In our recruitment processes, we’ve put a lot of care into describing the kinds of projects that recruits will be involved with. We emphasise the unusual size and scale of the transformation they will be part of and why this creates opportunities to develop valuable new skills.

We’ve also learned that it’s vitally important to be clear about what the public sector offers in terms of non-financial benefits.

What sets us apart is the positive impact of our work on people’s lives. And while it’s important for some people to work for the greater good, we’re also aware that professional priorities can change at different stages of a career. Some might want to work flexibly or value an environment in which they’re appreciated for who they are. For others, the priority might be pension benefits.

Another important step was to review whether it was clear how to apply for a role in DWP Digital. To get the right people for the digital transformation, we had to transform our recruitment process. We did this by making job descriptions clearer, trialing new application methods, ensuring the end-to-end process had fewer steps, and prioritising candidate communications and engagement.


Recognise and train your existing workforce

In an organisation the size of DWP Digital, one of the most important changes we made was to map the skills and experience of our existing digital teams. We discovered uncaptured expertise when we introduced an online tool giving our colleagues the ability to simply log their skills, level of experience, and knowledge. It also makes all job roles and career paths in the organisation visible.

Colleagues can reflect on their careers, understand the different opportunities available, and create development plans. In turn, the organisation can understand colleagues’ ambitions and skill levels, influencing the decisions on training investment and recruiting new people.

Crucial to recruitment and retention is continuing to invest in colleagues in the long-term so people develop, and feel challenged and valued. It’s therefore a real priority for me to support the existing team with similar opportunities where possible as well as provide access to brilliant learning, qualifications, accreditation, and professional memberships.

As our digital transformation work goes beyond roles in coding or systems architecture, we need to raise skills across the board. We have formal training programs for colleagues who are less digitally savvy, so they have the skills and confidence they need.

We’ve also focused on our digital trainee and apprenticeship programs, and these new recruits have started to fill vacancies that had been open for a long time. These programs have created skills development opportunities for more experienced members of staff, who have stepped up to mentor and teach our apprentices.


Build a team that’s ready to adapt

When we set our people strategy, we horizon-scan. We work hard to anticipate our own needs and also consider relevant external trends. We now have succession plans for roles that didn’t exist a few years ago, for example.

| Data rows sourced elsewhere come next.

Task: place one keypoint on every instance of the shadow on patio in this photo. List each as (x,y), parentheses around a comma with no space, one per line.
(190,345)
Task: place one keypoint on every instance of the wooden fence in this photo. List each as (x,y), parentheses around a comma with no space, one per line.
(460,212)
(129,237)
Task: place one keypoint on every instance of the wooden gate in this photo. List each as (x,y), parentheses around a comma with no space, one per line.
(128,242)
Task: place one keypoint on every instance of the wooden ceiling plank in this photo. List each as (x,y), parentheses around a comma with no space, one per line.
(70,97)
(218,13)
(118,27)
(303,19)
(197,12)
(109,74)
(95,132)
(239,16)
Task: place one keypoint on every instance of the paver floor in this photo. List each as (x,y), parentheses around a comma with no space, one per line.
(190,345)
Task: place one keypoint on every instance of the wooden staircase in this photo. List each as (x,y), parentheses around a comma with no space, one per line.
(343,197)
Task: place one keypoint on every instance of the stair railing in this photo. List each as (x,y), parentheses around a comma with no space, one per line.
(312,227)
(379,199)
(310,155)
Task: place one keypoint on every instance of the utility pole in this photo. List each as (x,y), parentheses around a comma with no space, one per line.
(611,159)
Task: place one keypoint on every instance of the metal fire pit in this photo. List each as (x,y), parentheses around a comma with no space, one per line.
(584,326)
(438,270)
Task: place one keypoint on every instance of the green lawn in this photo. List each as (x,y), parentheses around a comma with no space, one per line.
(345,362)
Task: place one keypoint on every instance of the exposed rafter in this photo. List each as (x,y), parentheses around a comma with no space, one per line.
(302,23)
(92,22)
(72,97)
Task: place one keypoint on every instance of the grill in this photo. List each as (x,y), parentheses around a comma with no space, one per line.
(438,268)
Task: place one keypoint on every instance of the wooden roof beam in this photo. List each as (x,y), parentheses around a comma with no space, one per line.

But there will always be things we don’t know. Change is inevitable in government and technology, and it can be rapid. That’s why it’s so important to have colleagues and team members who understand that things might change, and who are happy to continuously adapt and learn. One of the most important questions I ask is: How do you respond and adapt to change?

It’s important to create an environment where everyone’s clear that things might change, but that you’ll provide the necessary support.